Oh, look, they took care to ground-truth their model by designing algorithms to mimic exactly what happens in nature.  You on the other hand put a hippocampus in an insect.  In greater detail, you have simplistic circuitry that you have never bothered to fine-tune, and just make all sorts of ridiculous grandiose claims that are not based on the model, about things that you manifestly do not understand (such as your statements about natural selection).

   
Quote
The study was a massive effort by 82 scientists and engineers at institutions in Switzerland, Israel, Spain, Hungary, USA, China, Sweden, and the UK. The researchers performed tens of thousands of experiments on neurons and synapses in the neocortex of young rats and catalogued each type of neuron and each type of synapse they found. They identified a series of fundamental rules describing how the neurons are arranged in the microcircuit and how they are connected via synapses.

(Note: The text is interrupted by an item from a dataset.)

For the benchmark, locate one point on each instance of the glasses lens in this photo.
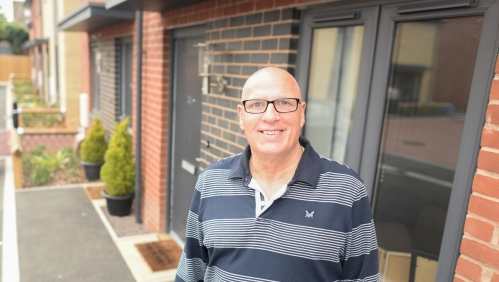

According to Michael Reimann, a lead author who developed the algorithm used to predict the locations of the nearly 40 million synapses in the microcircuitry, “The algorithm begins by positioning realistic 3D models of neurons in a virtual volume, respecting the measured distribution of different neuron types at different depths. It then detects all locations where the branches of the neurons touch each other — over 600 million.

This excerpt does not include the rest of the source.